Fight for Air ClimbA generous donor decided to give $300,000 to the Austin Fight for Air Climb. But she (I assume) made it a generous and smart gift. Not only is the donor making the gift, but is using it as motivation to other fundraisers with two simple limitations:

1. Set a donation cap. By matching dollar for dollar up to $300,000, it is “first come, first matched”! Let’s all admit it, team fundraisers are competitions. I will admit that I set my fundraising goal to be “to raise more than” a friend who did the climb last year raised. (Blowing ’em outta the water right now, btw.) So as a fundraiser, I want to watch the donations made in my name to double – so I better get donors in there before anyone else, not when the $300,000 runs out.

2. Make it time bound.
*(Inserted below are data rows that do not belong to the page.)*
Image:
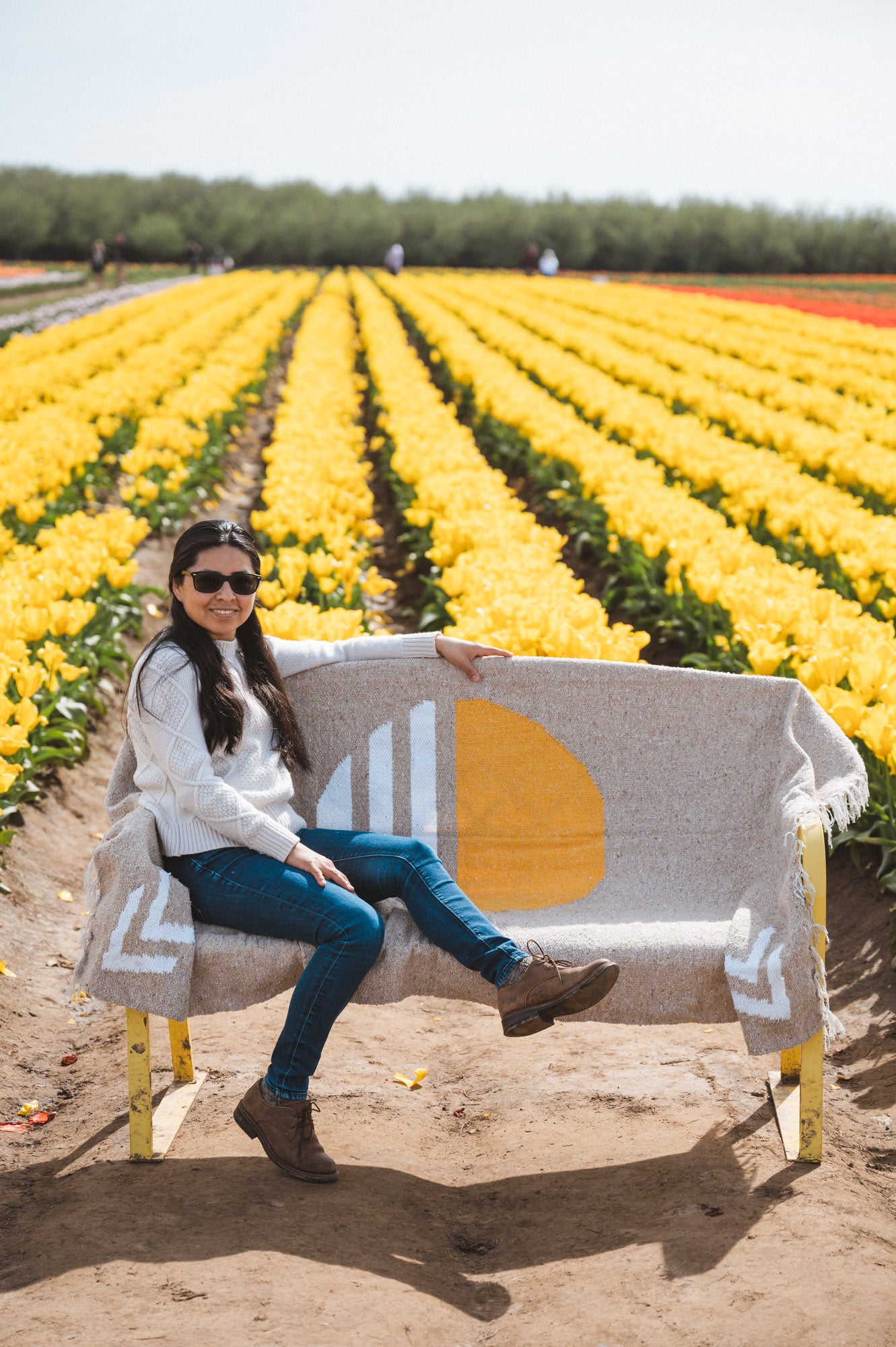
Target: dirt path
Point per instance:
(591, 1186)
(603, 1185)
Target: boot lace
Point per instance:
(540, 957)
(303, 1120)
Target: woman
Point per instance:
(98, 261)
(215, 735)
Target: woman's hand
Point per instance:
(322, 868)
(462, 654)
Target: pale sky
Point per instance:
(785, 102)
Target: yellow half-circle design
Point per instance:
(530, 821)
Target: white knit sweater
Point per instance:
(206, 801)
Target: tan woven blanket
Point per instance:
(644, 814)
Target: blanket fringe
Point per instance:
(846, 806)
(804, 888)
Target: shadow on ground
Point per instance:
(444, 1241)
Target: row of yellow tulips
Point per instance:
(809, 422)
(63, 603)
(318, 525)
(784, 616)
(502, 572)
(823, 354)
(46, 447)
(758, 486)
(66, 599)
(43, 367)
(172, 433)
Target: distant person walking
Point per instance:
(98, 261)
(394, 259)
(118, 257)
(549, 263)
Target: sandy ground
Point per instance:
(603, 1185)
(591, 1186)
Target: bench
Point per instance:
(670, 820)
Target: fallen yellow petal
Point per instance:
(412, 1082)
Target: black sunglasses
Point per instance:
(209, 583)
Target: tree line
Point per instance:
(54, 216)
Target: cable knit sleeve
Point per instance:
(170, 727)
(296, 657)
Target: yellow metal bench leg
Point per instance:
(180, 1050)
(139, 1086)
(798, 1089)
(151, 1135)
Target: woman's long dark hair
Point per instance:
(219, 707)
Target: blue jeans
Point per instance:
(238, 888)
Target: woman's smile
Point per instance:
(223, 612)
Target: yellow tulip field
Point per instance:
(603, 472)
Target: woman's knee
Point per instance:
(364, 933)
(415, 852)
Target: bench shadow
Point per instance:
(447, 1243)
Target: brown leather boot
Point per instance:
(551, 988)
(287, 1132)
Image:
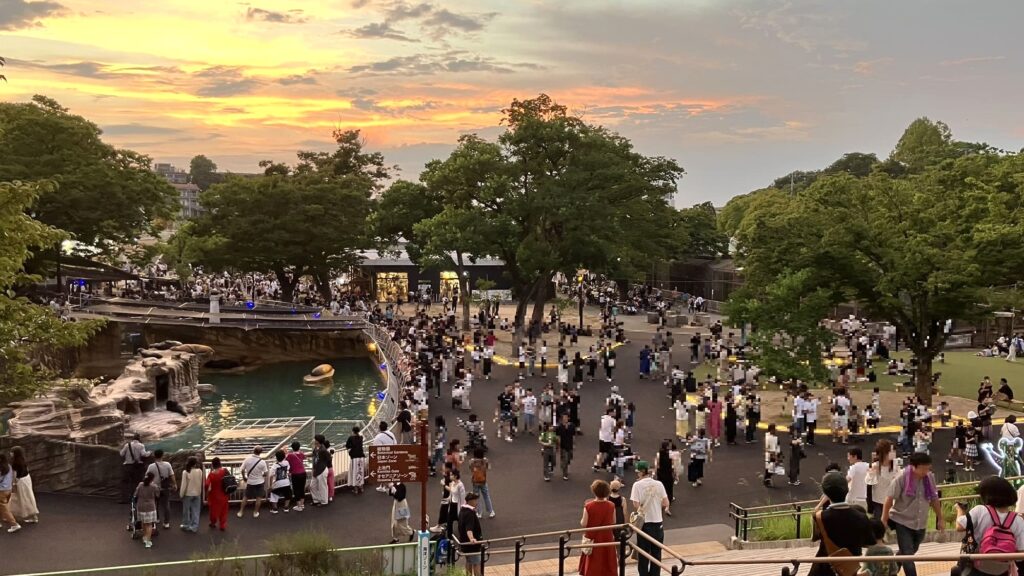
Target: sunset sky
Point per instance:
(739, 92)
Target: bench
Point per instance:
(1003, 402)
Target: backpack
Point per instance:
(479, 468)
(998, 539)
(228, 484)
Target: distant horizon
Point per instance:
(739, 92)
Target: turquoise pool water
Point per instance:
(276, 391)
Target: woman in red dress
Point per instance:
(216, 499)
(596, 512)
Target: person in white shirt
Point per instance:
(254, 471)
(649, 497)
(811, 416)
(856, 478)
(772, 451)
(605, 440)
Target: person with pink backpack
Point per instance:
(994, 526)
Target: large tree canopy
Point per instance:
(104, 196)
(27, 329)
(916, 240)
(309, 220)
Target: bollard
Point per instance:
(624, 543)
(562, 553)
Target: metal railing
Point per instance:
(394, 560)
(751, 519)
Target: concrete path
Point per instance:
(82, 532)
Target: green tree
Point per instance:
(203, 172)
(104, 197)
(915, 242)
(307, 220)
(28, 329)
(785, 315)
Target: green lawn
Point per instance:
(962, 372)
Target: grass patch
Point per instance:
(784, 527)
(962, 372)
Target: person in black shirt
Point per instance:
(847, 526)
(470, 532)
(506, 401)
(1005, 389)
(565, 433)
(357, 469)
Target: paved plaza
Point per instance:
(89, 532)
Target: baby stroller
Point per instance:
(134, 527)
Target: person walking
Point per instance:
(566, 435)
(400, 530)
(6, 492)
(322, 460)
(357, 460)
(146, 494)
(297, 469)
(281, 484)
(470, 532)
(840, 525)
(883, 471)
(165, 480)
(648, 497)
(216, 498)
(478, 467)
(549, 443)
(622, 506)
(699, 449)
(190, 491)
(773, 453)
(596, 513)
(254, 471)
(665, 472)
(23, 503)
(133, 455)
(905, 510)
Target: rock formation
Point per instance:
(136, 401)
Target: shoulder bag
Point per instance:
(637, 519)
(841, 568)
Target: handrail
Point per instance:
(143, 567)
(659, 544)
(833, 560)
(655, 562)
(544, 534)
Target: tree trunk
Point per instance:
(324, 285)
(464, 291)
(923, 376)
(540, 299)
(287, 286)
(524, 294)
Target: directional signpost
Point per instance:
(398, 462)
(407, 463)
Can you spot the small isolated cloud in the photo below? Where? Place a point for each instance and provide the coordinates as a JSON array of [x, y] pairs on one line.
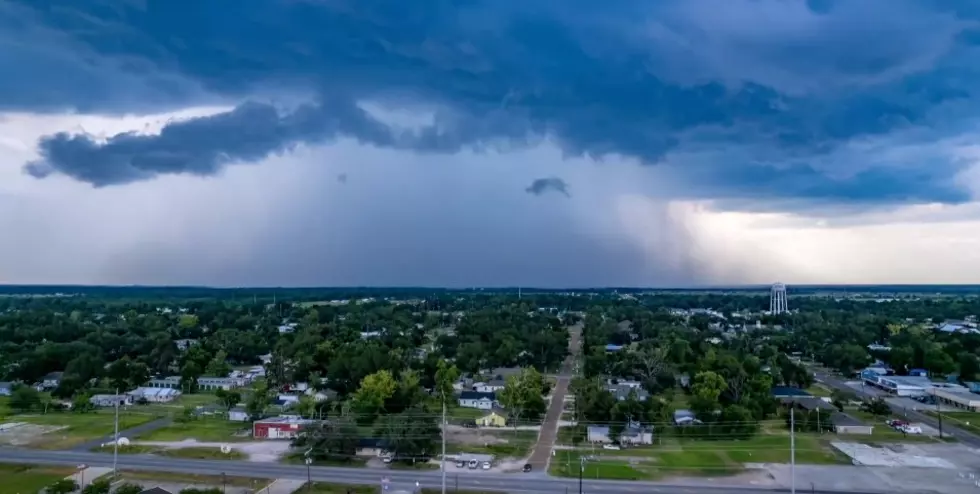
[[550, 184]]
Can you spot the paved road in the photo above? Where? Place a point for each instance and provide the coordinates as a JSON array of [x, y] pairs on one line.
[[961, 435], [541, 455], [516, 483], [128, 433]]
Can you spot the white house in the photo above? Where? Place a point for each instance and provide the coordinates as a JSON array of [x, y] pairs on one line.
[[111, 400], [155, 395], [491, 386], [476, 399], [238, 414]]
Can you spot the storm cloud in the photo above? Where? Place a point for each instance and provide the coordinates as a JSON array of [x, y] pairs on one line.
[[550, 184], [801, 93]]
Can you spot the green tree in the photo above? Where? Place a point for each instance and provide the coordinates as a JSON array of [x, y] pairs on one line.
[[370, 397]]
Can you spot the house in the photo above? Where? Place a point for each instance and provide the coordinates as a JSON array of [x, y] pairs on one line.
[[633, 434], [238, 414], [184, 344], [476, 399], [496, 418], [371, 447], [211, 383], [845, 424], [685, 417], [904, 385], [52, 380], [111, 400], [463, 383], [172, 382], [621, 391], [956, 396], [491, 386], [282, 427], [155, 395]]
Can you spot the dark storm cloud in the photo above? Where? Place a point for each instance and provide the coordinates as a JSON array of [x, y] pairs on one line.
[[551, 184], [628, 77]]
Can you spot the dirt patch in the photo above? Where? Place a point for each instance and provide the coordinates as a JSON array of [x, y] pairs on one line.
[[257, 451], [472, 437], [23, 434]]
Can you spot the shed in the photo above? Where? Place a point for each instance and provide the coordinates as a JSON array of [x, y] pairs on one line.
[[846, 424]]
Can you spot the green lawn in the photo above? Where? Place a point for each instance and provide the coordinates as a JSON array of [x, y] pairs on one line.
[[139, 476], [519, 443], [202, 429], [676, 457], [28, 479], [79, 427]]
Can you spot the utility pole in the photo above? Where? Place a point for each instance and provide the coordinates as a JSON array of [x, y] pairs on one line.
[[442, 463], [115, 437], [792, 449]]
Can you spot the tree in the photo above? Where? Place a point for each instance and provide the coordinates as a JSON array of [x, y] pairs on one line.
[[63, 486], [446, 376], [374, 391], [522, 395], [129, 488], [25, 399], [228, 398], [410, 435], [877, 407]]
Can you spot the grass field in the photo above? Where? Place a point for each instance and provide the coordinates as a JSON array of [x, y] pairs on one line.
[[138, 476], [196, 453], [519, 443], [27, 479], [79, 427], [203, 429], [694, 458]]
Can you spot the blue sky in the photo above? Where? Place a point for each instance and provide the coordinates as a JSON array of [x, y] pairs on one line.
[[475, 142]]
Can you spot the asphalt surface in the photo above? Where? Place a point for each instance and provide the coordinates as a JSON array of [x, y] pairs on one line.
[[516, 483], [961, 435], [128, 433]]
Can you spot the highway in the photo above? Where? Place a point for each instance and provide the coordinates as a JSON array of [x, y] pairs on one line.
[[517, 483], [961, 435]]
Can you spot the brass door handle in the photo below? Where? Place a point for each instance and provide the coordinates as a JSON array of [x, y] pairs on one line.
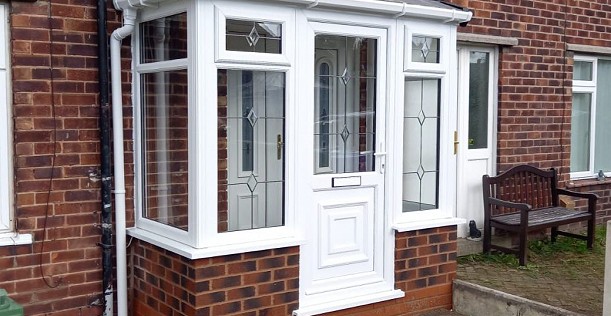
[[456, 142], [279, 147]]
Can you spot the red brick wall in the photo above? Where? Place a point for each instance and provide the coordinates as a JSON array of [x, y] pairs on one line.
[[425, 266], [267, 281], [535, 77], [257, 283], [59, 130]]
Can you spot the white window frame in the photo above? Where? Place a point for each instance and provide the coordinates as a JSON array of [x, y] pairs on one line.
[[588, 87], [254, 12], [202, 239], [140, 68], [446, 211], [415, 28]]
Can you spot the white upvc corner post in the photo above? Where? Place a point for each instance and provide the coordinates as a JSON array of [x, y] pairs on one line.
[[607, 288]]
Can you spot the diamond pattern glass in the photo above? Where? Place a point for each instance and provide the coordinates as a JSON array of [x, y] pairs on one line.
[[420, 145], [253, 36], [251, 106], [425, 49], [345, 102]]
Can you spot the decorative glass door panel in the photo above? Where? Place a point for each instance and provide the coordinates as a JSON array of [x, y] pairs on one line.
[[344, 120], [251, 149], [479, 68], [421, 145], [343, 202]]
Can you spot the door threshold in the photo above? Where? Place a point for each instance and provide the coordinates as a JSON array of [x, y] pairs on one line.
[[348, 303]]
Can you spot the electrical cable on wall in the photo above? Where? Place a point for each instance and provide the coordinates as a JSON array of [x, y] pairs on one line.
[[54, 155]]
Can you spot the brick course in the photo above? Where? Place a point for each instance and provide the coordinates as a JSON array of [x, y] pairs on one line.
[[55, 135], [258, 283]]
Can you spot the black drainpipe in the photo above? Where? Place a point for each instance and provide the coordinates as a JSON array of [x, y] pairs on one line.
[[105, 161]]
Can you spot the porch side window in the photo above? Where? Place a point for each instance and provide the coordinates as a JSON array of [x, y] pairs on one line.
[[251, 107], [591, 112], [421, 145], [164, 121]]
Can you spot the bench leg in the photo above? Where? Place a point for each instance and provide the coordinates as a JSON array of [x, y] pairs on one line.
[[522, 251], [591, 231], [487, 237]]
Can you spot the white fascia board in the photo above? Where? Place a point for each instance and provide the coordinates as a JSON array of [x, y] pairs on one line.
[[395, 9]]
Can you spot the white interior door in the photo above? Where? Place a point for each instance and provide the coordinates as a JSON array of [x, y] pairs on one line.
[[342, 261], [477, 130]]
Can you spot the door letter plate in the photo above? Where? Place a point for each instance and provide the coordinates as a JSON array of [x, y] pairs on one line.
[[346, 182]]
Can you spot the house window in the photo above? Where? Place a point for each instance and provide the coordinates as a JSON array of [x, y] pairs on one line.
[[6, 207], [590, 115]]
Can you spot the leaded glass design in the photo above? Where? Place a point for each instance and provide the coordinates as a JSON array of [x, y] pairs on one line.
[[251, 149], [421, 145], [425, 49], [254, 36], [164, 39], [345, 90]]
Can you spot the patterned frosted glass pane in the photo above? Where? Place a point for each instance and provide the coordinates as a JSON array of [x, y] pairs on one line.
[[251, 149], [164, 39], [254, 36], [165, 130], [425, 49], [580, 132], [479, 67], [344, 120], [421, 145], [582, 70], [602, 149]]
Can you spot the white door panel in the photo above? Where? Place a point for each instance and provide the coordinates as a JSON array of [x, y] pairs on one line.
[[343, 256], [477, 130]]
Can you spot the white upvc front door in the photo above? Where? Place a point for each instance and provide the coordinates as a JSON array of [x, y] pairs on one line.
[[343, 258], [476, 130]]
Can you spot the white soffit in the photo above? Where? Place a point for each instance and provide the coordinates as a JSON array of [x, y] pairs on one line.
[[429, 9]]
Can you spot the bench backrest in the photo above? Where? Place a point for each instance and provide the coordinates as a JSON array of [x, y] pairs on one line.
[[523, 184]]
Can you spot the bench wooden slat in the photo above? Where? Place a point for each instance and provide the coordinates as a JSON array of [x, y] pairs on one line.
[[542, 216], [536, 193]]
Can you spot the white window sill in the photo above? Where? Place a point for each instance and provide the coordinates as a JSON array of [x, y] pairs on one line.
[[12, 239], [349, 303], [433, 223], [195, 253]]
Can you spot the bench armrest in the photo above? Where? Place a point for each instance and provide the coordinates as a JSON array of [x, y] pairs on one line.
[[578, 194], [518, 206], [590, 196]]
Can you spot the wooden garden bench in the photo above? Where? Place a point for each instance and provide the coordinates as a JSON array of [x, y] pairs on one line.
[[525, 199]]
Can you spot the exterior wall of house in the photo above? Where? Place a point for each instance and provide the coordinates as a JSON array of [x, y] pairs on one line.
[[266, 282], [56, 159], [54, 94], [535, 79]]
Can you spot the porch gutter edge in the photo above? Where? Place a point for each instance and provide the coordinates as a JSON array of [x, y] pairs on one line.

I need to get those donations in today because this matching is only available today. How awful would it be to not have people raise $300,000 and the donor not make the gift? For the record, I doubt the donor won’t make the gift. But she is presenting the chance to bring in $600,000 versus “only” $300,000 – so climbers and fundraisers better get moving!

When you have the opportunity to make a larger gift, think about how great it would be to make one that isn’t just generous but also smart. Your resources can motivate and impact the non-profit in ways greater than we can individually. We all know that working together we can have a greater impact – this is just one example!

It’s also a great motivator for people who haven’t yet started fundraising… and I will be honest, I’m a little concerned my goal may have to nudge up if my friend starts rolling in the donations today!